Doktorumuz organlarının şükrünü bilen biridir. Bileğine kurşun isabet ettiği sırada başparmağının yaralanmayışına şükreder:
“İnsanı maymundan ayıran başparmağıdır. Bütün işimizi bunla görürüz. Bir santim aşağıda olsaydı ameliyat yapamazdım, mesleğim giderdi elimden. Oysa bir insan kalbini eline almak nasıl bir histir biliyor musun, bebeğin doğuşu gibi”
Hak’la hak olmak
Birgül Sönmez’inki sıradan bir şükür duygusu değil. Uzun bir tasavvuf eğitiminden sonra dervişlerin ulaştığı manevi mertebeden söz eder gibidir. Kendi benliğinden fani olan gerçek derviş öyle bir noktaya gelir ki Hak Taala onun “tutan eli, gören gözü, yürüyen ayağı” olur. Yunus Emre’nin diliyle: “Her kim ki dervişlik bağışlanırsa, onun nefesinden misk ile anber tüter, yaprağı dertli için derman olur”
Cerrahımızın tasavvuf eğitimi aldığını sanmıyorum. Ama onun şu sözleri aynı gerçeği ifade eder:
“Bazen soruyorlar Tanrı’ya inanıyor musun diye… Ben ameliyatta zaman zaman sol elimle ışığı düzeltirim o zaman sağ elim hastanın üzerinde olur. Adeta dervişler gibi… Allah bana yardım eder ameliyatlarda… Dervişler gibi vücudumdan bir şeyler geçer hastaya. Ben Allah’a inanmakla kalmıyorum ameliyat yaparken onunla adeta bütünleşiyorum”
Duanın gücü
İnanan insan daha güçlüdür. İçten duygularla bir şey istenirse Allah verir. Birgül Sönmez daha ziyade hastaları için yüreğini Hakk’a açmış, iki defa da kendisi için istemiş. Şöyle der:
“Hayatımda Allah’tan iki kez kendim için bir şey istedim. Aslında cerrah olarak çok darlandığım, çok üzüldüğüm, çok çaresiz kaldığım olur. Yaptığın her şey doğrudur ama her şey aksi gider… Hastanın gideceğini hissedersin. Orada öyle yürekten dua edersin ki, ‘Allah’ım yardım et’ diye… İşte ben bu yardımı kendim için iki defa istedim. İlki son depremde 7. kattaydım. Öyle bir sallantı. Geçecek sanıyorum, geçmiyor bir türlü. O zaman Allah’ım yardım et dedim. Nasıl çaresiz hissettim ve ben bir hiçim dedim”

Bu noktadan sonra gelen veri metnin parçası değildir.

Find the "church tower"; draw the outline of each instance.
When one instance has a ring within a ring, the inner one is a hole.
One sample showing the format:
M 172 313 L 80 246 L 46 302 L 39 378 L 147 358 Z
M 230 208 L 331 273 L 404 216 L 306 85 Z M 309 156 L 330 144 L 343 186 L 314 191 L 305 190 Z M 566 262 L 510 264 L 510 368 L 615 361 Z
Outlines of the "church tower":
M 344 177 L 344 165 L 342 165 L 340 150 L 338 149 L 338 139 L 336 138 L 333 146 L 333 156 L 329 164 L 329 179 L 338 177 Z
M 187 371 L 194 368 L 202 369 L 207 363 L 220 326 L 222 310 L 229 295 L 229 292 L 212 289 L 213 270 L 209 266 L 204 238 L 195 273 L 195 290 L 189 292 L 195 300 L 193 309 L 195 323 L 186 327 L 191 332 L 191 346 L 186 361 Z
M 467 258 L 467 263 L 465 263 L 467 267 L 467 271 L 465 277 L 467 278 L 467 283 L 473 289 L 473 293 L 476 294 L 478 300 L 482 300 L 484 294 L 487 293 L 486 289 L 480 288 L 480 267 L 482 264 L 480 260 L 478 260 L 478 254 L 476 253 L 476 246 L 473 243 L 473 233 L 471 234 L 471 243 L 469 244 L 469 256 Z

Kendisi için ikinci isteği son vurulma hadisesinde olmuş: “Kars Üniversitesi’ne varmışım. Her şey mükemmel. Ama şakır şakır kanıyorum. Bir ara terlemeye başladım oda çok sıcak geldi, belli ki şoka gireceğim. Tam o şoka gireceğim sırada ikinci defa bir şey istedim ‘Allah’ım yardım et’ dedim. Herhalde Allah’ın hakkı üçtür, umarım sonuncu hakkımı kullanmam”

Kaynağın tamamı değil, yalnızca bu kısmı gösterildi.